Fall Fiction Fest, ENGRAM, YA Thriller

Title: ENGRAM

Genre: YA Thriller

Wordcount: 79,000

How did you fall for writing: When I was ten years old, I wrote a book of bedtime stories for my younger sister, and I haven’t stopped writing since!

Query:

Dear Agent,

Seventeen-year-old Elle is the snarky, wise-beyond-her-years daughter (and unofficial apprentice) of the legendary Max Brooks, a semi-retired CIA operative. When they’re attacked on a routine job, Elle learns that her dad has been keeping secrets from her. Big ones. Her name isn’t really Elle Brooks. She wasn’t really born in America. And when her father brought her and her brother over from the small European country of Auldwynne, he wasn’t running toward the American dream—he was running away. From everything.

In an effort to uncover the truths her father tried so hard to bury in Auldwynne, Elle accepts an assignment forced on them by their attackers: kill the crown prince of Auldwynne and his two sisters. They plan to kidnap the royals instead, intending to keep them safe from Nicholas Price, the man who hired them. But their plan goes awry, resulting in Max’s disappearance. That’s when Elle discovers that the assassination plot goes much deeper than just politics.

When Elle and the royals find the remnants of an old experiment, terminated due to ethical concerns, they realize that it isn’t as abandoned as it seems. It’s all connected—the experiment, the assassination, and Max’s secrets. But some secrets would be better left buried—and digging them up might mean giving Price exactly what he wants.

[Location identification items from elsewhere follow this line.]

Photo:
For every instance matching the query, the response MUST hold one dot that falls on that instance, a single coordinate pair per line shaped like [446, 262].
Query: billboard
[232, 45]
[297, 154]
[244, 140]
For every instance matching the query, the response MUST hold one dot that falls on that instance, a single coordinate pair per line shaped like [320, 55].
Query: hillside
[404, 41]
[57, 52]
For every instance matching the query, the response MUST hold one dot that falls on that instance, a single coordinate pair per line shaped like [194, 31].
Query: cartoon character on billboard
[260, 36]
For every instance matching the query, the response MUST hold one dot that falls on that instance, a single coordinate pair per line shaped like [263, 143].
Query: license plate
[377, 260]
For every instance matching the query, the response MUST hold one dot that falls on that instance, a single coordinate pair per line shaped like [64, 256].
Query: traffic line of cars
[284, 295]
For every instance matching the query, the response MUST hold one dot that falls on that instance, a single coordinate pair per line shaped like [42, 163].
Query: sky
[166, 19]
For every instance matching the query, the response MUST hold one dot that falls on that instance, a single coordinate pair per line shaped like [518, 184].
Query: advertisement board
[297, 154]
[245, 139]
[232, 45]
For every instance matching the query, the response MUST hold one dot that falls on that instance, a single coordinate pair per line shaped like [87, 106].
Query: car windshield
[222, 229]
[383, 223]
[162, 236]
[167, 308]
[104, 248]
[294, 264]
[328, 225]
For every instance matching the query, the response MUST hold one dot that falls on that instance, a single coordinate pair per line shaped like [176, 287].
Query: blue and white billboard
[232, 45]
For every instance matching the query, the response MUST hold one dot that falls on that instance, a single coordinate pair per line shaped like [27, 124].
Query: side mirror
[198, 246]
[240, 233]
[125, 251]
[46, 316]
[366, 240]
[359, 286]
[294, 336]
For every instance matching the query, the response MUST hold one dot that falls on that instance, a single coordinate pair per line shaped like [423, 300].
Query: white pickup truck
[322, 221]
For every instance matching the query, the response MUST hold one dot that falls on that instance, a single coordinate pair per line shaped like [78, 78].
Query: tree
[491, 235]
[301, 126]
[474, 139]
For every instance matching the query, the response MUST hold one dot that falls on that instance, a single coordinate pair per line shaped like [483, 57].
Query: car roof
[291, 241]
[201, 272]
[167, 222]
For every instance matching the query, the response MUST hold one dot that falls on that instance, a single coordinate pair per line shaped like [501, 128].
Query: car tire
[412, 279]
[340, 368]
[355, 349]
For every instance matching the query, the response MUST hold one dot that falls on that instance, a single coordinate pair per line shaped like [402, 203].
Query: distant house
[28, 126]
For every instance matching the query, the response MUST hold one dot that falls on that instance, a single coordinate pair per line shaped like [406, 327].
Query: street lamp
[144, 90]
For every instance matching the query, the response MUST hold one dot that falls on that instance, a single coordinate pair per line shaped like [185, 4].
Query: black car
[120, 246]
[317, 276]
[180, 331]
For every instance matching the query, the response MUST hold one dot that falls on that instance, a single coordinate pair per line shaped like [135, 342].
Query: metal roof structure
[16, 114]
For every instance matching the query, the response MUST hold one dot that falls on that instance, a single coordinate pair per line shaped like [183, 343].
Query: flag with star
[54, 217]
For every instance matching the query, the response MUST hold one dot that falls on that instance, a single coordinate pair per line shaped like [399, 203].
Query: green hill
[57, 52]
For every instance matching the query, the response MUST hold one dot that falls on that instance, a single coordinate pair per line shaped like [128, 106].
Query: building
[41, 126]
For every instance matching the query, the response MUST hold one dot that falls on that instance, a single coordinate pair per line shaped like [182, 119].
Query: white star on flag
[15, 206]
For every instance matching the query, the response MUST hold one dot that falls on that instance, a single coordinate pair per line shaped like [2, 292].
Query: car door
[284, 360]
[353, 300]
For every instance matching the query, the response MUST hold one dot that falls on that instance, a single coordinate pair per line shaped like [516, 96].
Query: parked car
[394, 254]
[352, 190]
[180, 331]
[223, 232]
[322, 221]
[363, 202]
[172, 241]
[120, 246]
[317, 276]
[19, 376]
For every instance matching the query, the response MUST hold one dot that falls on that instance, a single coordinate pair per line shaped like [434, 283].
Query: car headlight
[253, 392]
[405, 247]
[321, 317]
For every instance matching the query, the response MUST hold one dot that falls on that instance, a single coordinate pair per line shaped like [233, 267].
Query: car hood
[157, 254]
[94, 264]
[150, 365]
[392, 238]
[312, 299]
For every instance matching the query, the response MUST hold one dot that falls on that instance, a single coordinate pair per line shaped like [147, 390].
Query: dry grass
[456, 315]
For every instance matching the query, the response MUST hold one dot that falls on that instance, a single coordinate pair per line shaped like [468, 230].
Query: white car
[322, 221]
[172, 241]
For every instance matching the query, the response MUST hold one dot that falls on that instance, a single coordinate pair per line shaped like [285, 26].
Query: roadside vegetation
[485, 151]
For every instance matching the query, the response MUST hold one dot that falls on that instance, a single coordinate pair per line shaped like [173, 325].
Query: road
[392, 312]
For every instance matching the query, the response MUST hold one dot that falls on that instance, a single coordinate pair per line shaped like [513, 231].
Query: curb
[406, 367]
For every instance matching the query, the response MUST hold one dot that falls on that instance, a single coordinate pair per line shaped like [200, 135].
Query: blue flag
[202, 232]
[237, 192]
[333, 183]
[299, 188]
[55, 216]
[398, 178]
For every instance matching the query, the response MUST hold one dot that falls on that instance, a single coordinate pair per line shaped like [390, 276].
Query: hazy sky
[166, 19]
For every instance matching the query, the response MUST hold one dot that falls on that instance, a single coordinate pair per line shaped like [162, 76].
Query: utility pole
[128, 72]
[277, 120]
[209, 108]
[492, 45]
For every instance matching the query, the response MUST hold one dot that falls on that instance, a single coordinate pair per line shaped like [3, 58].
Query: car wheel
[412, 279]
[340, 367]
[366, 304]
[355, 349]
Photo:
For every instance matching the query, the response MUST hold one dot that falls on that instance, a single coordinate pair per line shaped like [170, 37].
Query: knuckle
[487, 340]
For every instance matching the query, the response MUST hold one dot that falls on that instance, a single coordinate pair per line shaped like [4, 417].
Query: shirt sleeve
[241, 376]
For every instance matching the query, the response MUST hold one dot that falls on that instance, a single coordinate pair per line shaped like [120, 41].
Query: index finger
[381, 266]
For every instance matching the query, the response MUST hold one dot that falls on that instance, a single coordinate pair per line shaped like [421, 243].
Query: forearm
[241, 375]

ENGRAM, a YA thriller, is complete at 79,000 words. ENGRAM will appeal to fans of Ally Carter’s EMBASSY ROW series.

Thank you for your time and consideration.

First 250 Words:

“Marcus said the shooter would be up there.” Dad points out the window of our favorite waffle place and across the street to an older building halfway down the block. “The senator and his son will be walking back to their hotel after an official state dinner.”

I take another bite of waffle and lean across the table, craning my neck to see past the awning. The building Dad is pointing at looks like an old factory—it’s made of drab gray stone and half the windows are completely gone. “Walking?”

“Walking. Their hotel is only two blocks from the banquet center, and their car is going to mysteriously break down as they’re leaving.”

“They got all this from an anonymous tip?” It’s almost not a question. Dad’s told me stories from his days at the CIA, and usually when they get a tip, it’s a tiny, almost useless piece of information. Then they have to dig and extrapolate and hope they can get there in time to save someone’s life. Sometimes they do. Sometimes they don’t.

It’s no wonder my dad retired a few years ago.  Not being able to save everyone had taken its toll on him.

“Here, let me play you the audio. She called the police, but they transferred her over almost immediately.” He grabs his phone, hands me an earbud, and clicks a few buttons. I stick the earbud in my ear, and a moment later, a woman’s frantic voice comes through the speaker.